After speaking at a meeting of the Northboro Junior Women’s Club in November, the club donated $ 250 to Madisyn’s fundraiser and began their collection by donating books from the “The Little House” series. in the meadow “and” Harry Potter “.
âI used to think I was the only one,â Madisyn said of feeling different at school. âBut once (Ireland and I) started researching, I realized that large print can be good for all kids, especially kids with dyslexia who already have trouble reading. I know a lot of other visually impaired children, and they can’t come to the library and take a book off the shelves like me, either.
Having a few dyslexic friends, Madisyn said “they read fine print books, but have a lot of trouble with that.”
“We’ve only had a handful of requests for large print in this library,” said Ireland, but said she wondered how many other children would come and pick up books if they knew the library had a decent collection for them.
âMany children can feel disenfranchised in the library knowing that we don’t have a huge in-house collection to browse,â said Ireland. “However, how much would (this) benefit? Everyone.”
A 2019 national study by Thorndike Press measuring the effect of large print books on students’ reading skills found that 43% of students reported reduced anxiety about reading, nearly 60% said they were concentrate better with fewer distractions, and four in five teachers said -The print benefited students with problems like eye tracking or who showed low confidence in reading. Ninety-five percent of teachers said they were more likely to use large print for the next school year.
âStudies show that children who are reluctant readers, who have visual impairments or dyslexia do much better with large print because it takes the fatigue out of their eyes,â Lathrop said. “When they strain to read and use all of their concentration to see the words, they don’t really understand the content.”

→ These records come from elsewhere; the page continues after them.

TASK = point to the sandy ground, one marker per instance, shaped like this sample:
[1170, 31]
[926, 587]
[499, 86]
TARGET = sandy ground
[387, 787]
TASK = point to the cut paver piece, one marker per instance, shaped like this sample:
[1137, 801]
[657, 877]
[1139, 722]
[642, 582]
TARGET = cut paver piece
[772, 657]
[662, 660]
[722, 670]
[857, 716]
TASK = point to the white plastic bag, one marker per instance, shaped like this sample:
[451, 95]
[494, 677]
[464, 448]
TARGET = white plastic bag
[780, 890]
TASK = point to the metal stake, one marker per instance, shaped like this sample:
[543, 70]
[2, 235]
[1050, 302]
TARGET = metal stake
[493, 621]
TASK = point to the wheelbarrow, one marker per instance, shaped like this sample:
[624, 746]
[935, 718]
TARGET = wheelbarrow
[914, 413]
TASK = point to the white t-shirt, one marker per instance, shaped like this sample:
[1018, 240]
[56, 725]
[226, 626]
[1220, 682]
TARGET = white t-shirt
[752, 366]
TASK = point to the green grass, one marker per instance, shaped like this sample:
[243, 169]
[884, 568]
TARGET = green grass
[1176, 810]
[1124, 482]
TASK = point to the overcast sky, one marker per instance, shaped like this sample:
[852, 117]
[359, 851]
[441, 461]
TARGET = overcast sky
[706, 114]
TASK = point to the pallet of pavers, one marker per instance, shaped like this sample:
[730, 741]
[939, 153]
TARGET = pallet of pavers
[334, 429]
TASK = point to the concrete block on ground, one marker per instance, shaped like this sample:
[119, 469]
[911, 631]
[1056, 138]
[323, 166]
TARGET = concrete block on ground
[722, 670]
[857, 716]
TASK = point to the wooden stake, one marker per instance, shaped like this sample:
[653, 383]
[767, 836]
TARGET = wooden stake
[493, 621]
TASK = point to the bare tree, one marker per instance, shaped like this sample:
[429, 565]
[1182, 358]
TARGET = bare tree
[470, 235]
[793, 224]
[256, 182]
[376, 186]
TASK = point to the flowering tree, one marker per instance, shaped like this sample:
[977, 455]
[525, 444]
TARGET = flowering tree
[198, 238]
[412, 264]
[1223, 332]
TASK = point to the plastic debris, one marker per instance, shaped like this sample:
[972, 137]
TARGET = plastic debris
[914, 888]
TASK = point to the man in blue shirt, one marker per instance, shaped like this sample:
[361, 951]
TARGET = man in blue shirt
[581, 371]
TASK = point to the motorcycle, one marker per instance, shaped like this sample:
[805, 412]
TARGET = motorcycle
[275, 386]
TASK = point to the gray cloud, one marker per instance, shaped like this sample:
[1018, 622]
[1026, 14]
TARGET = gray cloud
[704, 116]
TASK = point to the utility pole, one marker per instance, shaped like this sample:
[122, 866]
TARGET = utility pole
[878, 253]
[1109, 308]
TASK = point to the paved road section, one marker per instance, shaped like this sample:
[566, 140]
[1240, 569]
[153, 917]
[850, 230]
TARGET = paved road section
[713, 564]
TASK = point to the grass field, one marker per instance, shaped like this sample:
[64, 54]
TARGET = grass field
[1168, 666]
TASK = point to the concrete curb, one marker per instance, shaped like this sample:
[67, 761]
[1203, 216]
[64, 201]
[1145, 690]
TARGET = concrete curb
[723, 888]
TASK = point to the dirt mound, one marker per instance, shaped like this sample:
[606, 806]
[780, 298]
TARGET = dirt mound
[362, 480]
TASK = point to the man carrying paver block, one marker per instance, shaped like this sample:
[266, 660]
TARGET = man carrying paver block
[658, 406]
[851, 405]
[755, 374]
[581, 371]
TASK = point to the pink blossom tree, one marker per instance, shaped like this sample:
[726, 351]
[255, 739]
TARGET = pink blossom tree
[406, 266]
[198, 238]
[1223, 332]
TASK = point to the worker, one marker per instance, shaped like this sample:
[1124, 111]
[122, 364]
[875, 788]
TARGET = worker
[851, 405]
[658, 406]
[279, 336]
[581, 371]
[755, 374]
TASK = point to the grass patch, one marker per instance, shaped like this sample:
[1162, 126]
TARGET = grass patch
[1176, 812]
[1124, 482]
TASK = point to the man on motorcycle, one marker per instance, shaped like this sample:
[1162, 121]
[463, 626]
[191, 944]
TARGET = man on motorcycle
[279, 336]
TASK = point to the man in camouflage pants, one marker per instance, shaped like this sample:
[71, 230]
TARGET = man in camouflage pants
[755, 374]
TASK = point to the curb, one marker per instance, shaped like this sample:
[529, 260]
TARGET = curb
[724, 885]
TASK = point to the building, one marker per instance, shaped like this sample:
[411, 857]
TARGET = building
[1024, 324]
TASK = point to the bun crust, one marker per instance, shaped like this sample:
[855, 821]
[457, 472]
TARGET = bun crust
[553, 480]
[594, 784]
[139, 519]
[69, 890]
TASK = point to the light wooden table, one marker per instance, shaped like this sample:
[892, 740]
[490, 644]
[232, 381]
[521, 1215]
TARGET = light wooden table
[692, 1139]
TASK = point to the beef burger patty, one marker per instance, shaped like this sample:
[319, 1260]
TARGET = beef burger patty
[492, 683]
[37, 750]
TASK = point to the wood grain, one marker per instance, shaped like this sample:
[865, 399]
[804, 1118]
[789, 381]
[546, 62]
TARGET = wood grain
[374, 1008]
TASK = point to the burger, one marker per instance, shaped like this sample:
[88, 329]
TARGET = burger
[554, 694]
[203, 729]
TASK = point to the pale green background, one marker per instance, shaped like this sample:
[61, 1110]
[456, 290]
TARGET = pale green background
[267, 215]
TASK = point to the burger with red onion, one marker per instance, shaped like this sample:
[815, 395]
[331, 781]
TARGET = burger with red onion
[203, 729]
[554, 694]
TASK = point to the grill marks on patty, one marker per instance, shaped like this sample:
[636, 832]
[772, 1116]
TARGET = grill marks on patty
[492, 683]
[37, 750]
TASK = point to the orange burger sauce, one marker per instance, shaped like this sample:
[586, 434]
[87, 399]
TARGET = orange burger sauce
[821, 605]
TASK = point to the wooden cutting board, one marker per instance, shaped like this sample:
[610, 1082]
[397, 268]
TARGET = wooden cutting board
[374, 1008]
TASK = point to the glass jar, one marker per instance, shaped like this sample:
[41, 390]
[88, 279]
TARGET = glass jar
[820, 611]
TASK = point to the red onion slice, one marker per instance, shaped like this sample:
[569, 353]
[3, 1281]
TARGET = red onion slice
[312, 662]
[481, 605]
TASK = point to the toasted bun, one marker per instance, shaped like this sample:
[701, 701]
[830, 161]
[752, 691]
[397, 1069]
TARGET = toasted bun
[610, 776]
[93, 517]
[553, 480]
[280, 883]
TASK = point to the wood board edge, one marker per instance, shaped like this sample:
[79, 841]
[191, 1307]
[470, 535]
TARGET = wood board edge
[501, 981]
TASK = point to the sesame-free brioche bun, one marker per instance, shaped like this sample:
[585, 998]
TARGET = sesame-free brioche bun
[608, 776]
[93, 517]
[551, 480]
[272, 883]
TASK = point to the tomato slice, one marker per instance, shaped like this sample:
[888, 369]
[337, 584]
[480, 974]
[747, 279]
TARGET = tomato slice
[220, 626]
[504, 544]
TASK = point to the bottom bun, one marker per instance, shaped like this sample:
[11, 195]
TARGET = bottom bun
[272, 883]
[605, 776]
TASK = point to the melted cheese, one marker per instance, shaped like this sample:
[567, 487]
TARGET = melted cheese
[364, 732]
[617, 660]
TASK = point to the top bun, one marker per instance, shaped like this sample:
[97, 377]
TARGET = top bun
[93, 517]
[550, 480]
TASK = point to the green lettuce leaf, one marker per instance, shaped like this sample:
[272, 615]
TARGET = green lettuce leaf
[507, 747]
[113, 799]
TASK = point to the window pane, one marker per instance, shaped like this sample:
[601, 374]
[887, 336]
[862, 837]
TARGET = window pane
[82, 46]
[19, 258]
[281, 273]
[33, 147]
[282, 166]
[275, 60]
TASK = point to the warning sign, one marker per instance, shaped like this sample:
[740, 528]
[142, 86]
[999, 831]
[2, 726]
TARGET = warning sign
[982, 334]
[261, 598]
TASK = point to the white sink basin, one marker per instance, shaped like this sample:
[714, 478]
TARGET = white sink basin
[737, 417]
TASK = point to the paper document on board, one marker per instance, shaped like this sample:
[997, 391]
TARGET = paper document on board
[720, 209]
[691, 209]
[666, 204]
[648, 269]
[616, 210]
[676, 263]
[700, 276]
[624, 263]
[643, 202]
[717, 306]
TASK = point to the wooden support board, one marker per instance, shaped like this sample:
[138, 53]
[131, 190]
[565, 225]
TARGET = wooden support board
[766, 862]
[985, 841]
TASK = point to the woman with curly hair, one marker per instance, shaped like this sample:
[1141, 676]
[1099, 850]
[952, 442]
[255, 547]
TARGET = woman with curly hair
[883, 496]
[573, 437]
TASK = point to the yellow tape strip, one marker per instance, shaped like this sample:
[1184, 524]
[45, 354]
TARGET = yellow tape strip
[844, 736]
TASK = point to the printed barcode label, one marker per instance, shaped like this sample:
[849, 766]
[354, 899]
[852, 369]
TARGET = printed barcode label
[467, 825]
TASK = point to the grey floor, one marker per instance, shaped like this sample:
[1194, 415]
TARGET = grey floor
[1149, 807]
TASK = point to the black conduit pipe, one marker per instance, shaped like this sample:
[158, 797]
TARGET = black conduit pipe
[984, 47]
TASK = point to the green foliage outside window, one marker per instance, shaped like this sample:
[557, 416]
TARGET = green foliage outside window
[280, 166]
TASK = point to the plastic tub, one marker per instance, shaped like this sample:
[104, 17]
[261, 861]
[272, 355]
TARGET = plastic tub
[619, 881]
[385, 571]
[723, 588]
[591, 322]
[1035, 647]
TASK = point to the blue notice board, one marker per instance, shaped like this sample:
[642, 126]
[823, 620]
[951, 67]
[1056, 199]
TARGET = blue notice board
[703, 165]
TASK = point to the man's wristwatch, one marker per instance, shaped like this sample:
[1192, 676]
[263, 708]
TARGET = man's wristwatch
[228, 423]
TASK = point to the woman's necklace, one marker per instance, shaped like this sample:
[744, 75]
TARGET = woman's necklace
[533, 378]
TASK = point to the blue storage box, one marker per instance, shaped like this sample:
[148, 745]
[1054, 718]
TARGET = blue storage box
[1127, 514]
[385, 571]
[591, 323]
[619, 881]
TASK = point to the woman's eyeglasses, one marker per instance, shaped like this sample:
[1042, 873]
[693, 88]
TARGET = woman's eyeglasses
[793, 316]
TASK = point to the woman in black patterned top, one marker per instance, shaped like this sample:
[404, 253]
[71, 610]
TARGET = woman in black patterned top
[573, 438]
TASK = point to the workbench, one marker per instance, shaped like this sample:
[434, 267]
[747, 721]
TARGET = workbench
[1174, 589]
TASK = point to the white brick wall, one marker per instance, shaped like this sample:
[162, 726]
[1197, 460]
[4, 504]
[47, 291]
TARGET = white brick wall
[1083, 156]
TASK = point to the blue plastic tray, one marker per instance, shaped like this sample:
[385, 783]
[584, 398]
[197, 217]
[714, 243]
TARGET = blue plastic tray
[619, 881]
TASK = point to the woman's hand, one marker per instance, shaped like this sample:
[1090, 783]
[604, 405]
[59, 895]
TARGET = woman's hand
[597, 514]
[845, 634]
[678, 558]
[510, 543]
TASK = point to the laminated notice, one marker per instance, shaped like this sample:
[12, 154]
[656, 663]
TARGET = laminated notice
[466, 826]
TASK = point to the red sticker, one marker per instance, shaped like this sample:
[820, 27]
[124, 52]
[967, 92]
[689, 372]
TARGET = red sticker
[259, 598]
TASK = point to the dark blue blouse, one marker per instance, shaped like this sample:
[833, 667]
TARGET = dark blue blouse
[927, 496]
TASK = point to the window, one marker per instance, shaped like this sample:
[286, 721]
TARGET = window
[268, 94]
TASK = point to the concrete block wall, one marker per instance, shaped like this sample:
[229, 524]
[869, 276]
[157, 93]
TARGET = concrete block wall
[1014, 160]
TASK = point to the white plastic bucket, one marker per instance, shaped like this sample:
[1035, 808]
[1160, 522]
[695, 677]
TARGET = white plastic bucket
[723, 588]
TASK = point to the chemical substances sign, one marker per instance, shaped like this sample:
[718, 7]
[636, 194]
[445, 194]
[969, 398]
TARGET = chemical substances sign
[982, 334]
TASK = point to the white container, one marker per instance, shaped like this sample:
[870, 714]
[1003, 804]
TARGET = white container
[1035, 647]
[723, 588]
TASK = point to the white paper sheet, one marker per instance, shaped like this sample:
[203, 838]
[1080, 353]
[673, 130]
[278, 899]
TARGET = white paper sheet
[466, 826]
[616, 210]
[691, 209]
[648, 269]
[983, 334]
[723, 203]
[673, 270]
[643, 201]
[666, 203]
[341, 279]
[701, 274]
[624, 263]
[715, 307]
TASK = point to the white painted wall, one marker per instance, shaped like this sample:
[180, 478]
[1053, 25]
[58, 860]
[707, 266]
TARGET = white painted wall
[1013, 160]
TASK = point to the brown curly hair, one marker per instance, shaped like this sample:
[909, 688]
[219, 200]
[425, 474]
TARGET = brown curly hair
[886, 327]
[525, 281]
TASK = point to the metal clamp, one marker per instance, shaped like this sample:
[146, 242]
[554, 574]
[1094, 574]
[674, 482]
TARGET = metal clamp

âWe believe it is our library’s mission to serve all members of our community – an important part of that is to ensure that every aspect of our libraries is accessible, including our collections,â said Ireland. “Gaps in our collection, whether intentional or unintentional, send an unfortunate message that the library is a place for ‘some’ instead of ‘all’.”
So far, by going door-to-door with flyers about her mission, Madisyn has raised $ 1,275.
After bringing a large print selection to her local library, Madisyn plans to raise funds for other libraries in the area. Currently, she is writing a letter to Governor Charlie Baker about her mission and why others like her should have equal access to reading materials in their local public libraries.
Donations can be made to the Large Print Book Fundraiser at the Northborough Free Library, Children’s Room, 34 Main Street, Northborough MA 01532. Cash is accepted.